Booze has been getting a hell of a lot of negative press recently, for a lot of fairly obvious reasons. Alcohol has been proven to have harmful effects on both our physical and mental health, but the fact that it's so normalised and accessible makes it an absolute nightmare to avoid. So much so that I have found myself in a situation where I have potentially become dependent on it in many ways. So, in order to take a good hard look at my drinking habits, I chose to give up alcohol for a month. And, guys, it's been revealing AF.
Going sober is very a la mode. Generation Z be loving that sober life. In fact, younger generations have embraced the no-drinking lifestyle so enthusiastically that (dare I even utter these words) sobriety has actually become... kind of cool?
You know what's not cool? Going 15 years without more than ten alcohol-free days. Which was my situation before I started this little project. So, as you might imagine: eschewing alcohol in favour of a healthier lifestyle was a completely terrifying prospect. TBH, my main worry was simply not being able to do it, and what that would mean in the grand scheme of things. And that worry almost stopped me from trying it all together. Do you ever think about how many times the fear of failure puts you off doing something? How many times fear in general has stopped you taking the plunge?
So, in an attempt to force myself through that fear, I did the intelligent thing and went sober as a part of my writing job — that way, I had to quit. How pathetic is that? Or maybe it's a reflection of something greater: a serious lack of self belief, despite the wonderful support around me.
And, guys, going sober just wasn't as hard as I expected.
If this were an award acceptance speech, I would be wildly gesticulating my shiny new trophy around right now, telling the audience: "I owe all of this to alcohol-free beer". Real talk. Trying to break the the "one beer after work" habit formed after years working in hospitality was probably the hardest hit to take. So alcohol-free beer was a real life saver.
One of the best things about going sober was taking advantage of an offer at my local yoga studio, and doing, like, a lot of yoga. Jennifer Aniston called, and she wants her queen-of-yoga crown back. Well, guess what? She can't have it. It's mine. OK, jk. But having an evening activity that was social and positive and didn't involve booze? That helped me enormously.
And that gets me onto the other social activity that got me through the month. I took it upon myself to set up a little plant social group called (ironically) Botany And Booze. But don't let the name fool you. It's basically a bunch of people getting together to talk about plants, or hear experts talk about plants. It's an excuse to socialise, hang out, and either drink or not drink, but it's another social event that's not purely built around alcohol.

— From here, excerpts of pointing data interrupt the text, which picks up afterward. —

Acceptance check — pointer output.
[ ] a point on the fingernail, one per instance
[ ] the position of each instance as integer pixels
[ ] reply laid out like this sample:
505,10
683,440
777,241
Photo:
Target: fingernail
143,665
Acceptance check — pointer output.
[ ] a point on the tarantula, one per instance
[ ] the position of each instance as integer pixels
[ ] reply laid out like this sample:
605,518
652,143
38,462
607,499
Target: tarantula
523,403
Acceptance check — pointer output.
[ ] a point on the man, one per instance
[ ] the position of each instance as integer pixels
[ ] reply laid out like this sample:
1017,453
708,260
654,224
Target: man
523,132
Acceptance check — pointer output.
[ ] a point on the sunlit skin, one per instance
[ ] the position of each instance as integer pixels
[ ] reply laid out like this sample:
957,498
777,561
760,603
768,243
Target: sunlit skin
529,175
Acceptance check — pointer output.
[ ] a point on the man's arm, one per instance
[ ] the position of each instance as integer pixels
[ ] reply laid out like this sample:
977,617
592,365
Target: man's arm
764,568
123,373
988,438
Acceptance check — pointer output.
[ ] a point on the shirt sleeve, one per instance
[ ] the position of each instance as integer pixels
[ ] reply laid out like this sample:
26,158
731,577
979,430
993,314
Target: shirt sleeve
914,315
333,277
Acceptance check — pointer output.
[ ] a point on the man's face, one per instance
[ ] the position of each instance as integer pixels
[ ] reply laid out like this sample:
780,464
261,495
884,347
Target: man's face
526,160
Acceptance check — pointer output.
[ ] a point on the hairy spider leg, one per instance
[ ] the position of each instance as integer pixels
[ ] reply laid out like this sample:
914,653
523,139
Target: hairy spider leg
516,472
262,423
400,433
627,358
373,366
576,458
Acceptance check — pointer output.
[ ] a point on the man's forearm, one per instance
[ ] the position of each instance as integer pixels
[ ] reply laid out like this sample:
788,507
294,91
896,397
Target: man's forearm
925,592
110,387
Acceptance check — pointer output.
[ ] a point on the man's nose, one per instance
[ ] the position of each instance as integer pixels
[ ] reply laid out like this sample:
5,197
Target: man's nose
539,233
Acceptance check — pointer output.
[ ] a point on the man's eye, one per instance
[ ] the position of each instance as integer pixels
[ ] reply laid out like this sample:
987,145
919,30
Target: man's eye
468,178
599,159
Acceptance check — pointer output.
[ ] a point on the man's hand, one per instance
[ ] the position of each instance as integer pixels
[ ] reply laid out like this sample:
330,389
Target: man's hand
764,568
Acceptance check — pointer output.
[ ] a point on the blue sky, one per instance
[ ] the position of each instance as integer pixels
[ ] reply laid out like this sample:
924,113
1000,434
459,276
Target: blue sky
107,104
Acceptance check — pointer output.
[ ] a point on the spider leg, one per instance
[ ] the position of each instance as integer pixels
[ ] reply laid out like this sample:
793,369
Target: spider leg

Changing a learned habit is pretty hard work. Like, let's say, going to the pub. So I challenged myself to continue going to the pub but not drinking. Was it still fun? Yes. Well, until everyone got pissed and started looping around the same sentences again and again.
So, is quitting booze the absolute cure to everything? Let me tell y'all, my skin is actually glowing, but a lot more happened during this journey than I would have expected. I entered this booze-free experience thinking that the result would be a sort of version of me from a different dimension, a me who has zero mental health foibles and who is in far better shape. Sadly, that just wasn't the case. While my anxiety levels dropped to a seriously low level (which was amazing), I didn't stop feeling sad about things I already felt sad about. Sobriety switched a light on — one that highlighted and made more visible things that perhaps needed to stop being ignored. Maybe revelling in that "ah, it sure is grand to feel blue sometimes" feeling, which drinking tends to encourage, needs to stop, and we need to examine it more closely. Going sober meant I could ask myself some important questions: why exactly am I feeling blue, and is there anything I can do to change it?
In the interest of complete and utter honesty, I will admit that I did slip up slightly: I had a drink the day before I was due to finish, owing to a really difficult day in which the only way I knew how to cope was with one drink. Just one! Even so, I instantly felt like a complete, phoney failure.
But then I realised something — an Aesop's Fables-esque lesson that has become scorched into my brain: yes, the failure that I was so afraid of, and that had held me back from going sober for so long, had actually come true. But not attempting something just because you're fearful of failing is a failure in itself. Attempting something, even if it doesn't turn out exactly how you expected, makes you a winner. Because you have tried and, as the old saying goes, if at first you don't succeed, try try again.
Quitting booze taught me far more about myself than I could have possibly imagined. I would definitely recommend trying out sobriety to anyone who's thinking about it. It's definitely made me far more aware of my drinking habits, which will hopefully remain fairly modest. More importantly, it has helped realise that, in a lot of ways, the only thing that can hold you back from doing what you truly want, is you.